L’essentiel des travailleurs migrants en Russie vient de pays de l’ex-URSS : Ouzbékistan, Tadjikistan et Kirghizstan. La plupart d’entre eux nettoient les rues, travaillent sur les marchés et dans la construction, ou conduisent les transports publics. Les travailleurs migrants venus gagner de l’argent en Russie cherchent rarement à s’installer dans le pays.

Généralement, ces personnes vivent dans une très grande pricarité : dans les sous-sols, sur les chantiers de construction, sur les marchés, dans des petits appartements de location à 10-20 personnes par logement et souvent contraints à dormir à tour de rôle. Tout cela pour pouvoir envoyer un maximum d’argent dans leur pays où ces sommes permettent à plusieurs familles de vivre relativement confortablement, selon les standards locaux.

« Ce n’est pas facile d’être un migrant : il faut quitter sa famille, son mode de vie. Si les migrants d’Asie centrale peuvent habiter sur les sites ou dans les sous-sols, les Russes ne le feront pas. Et il n’y a pas de dortoirs ou d’appartements décents pour eux », explique M. Mkrtchian.

Des spécialistes chers

Le cas des spécialistes hautement qualifiés (SHQ) est légèrement différent. La principale particularité de ces spécialistes est leur salaire élevé qui doit être supérieur à 2 millions de roubles par an (26 600 euros). Romodanovski a expliqué que, cette année, ils sont également activement contrôlés car, dans certains cas, les personnes arrivant dans le pays avec des documents de SHQ ne disposent que de compétences et de rémunérations standard, et auraient donc dû demander des documents très différents.

Selon les experts, de tels spécialistes viennent essentiellement d’Europe et des Etats-Unis, mais les statistiques ont subitement surpris les agents. En 11 mois de l’année 2014, le plus grand nombre de spécialistes hautement qualifiés sont arrivés des pays d’Asie-Pacifique, nous a annoncé le service de presse du FMS.

Par conséquent, pour prévenir ces situations, à partir de mars 2015, les sanctions contre les organisations embauchant des étrangers et coupables de telles violations seront renforcées. En cas de violations, elles perdront le droit d’exercer ces activités pendant 2 ans.

En 2015, les SHQ seront également soumis à une série de modifications : les frais d’octroi de l’autorisation de travail passeront de 2 000 à 3 500 roubles (26-46 euros). Alors que le salaire minimum pour ceux qui viennent travailler dans la république de Crimée ou à Sébastopol sera abaissé à 1 million de roubles par an (13 300 euros).

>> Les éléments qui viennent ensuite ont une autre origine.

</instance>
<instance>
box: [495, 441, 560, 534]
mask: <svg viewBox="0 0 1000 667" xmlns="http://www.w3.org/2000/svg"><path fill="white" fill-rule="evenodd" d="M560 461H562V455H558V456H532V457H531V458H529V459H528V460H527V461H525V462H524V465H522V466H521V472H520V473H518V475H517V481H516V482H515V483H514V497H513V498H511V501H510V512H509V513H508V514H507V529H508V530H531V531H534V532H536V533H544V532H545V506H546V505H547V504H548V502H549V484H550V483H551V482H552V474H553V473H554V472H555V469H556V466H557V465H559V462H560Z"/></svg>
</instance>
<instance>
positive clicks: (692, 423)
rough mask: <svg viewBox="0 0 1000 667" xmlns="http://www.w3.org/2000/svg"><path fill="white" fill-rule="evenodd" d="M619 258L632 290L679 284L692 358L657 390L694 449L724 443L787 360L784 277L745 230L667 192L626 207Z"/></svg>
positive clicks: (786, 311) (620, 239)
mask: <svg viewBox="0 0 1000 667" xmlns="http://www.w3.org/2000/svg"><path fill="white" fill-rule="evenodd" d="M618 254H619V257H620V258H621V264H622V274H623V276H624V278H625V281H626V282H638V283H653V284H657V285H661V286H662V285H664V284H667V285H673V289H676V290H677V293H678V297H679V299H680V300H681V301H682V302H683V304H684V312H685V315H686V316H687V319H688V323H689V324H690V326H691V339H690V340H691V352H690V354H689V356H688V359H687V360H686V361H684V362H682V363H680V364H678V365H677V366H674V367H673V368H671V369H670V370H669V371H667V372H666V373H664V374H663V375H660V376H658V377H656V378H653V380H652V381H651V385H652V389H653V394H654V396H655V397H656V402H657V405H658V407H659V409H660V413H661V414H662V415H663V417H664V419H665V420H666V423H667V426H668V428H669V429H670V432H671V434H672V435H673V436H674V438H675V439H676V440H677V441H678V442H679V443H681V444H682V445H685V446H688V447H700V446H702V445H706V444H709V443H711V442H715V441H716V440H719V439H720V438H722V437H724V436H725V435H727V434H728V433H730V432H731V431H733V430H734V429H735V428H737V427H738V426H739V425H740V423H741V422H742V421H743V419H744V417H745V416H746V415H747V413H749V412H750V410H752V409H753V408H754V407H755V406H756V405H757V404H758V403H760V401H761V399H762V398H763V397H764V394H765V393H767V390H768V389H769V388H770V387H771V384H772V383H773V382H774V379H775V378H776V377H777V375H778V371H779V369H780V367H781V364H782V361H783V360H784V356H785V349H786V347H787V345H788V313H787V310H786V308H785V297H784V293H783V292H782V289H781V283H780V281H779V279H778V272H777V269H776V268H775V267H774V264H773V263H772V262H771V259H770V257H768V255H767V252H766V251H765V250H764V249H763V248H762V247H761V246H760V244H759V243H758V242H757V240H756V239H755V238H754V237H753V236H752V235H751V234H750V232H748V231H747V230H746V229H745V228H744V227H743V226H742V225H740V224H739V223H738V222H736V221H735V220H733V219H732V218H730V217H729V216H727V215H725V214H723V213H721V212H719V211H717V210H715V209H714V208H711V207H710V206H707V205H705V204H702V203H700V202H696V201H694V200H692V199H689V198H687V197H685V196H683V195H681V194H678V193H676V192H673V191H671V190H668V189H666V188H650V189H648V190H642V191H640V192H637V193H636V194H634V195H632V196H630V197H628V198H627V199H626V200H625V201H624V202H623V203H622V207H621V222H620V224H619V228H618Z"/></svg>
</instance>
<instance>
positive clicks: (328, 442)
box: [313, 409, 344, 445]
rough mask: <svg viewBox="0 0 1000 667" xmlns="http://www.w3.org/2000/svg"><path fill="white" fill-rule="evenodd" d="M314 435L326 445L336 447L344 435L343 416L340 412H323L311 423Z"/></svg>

Nikita Mkrtchian a expliqué que le nombre de spécialistes devrait baisser prochainement, mais que cela n’a rien avoir avec le changement de la législation. « La Russie compte peu de SHQ, quelque 15-20 000 personnes seulement, mais ce nombre pourrait diminuer en raison de la chute du rouble qui se traduit pour eux par une baisse de salaire », a-t-il conclu.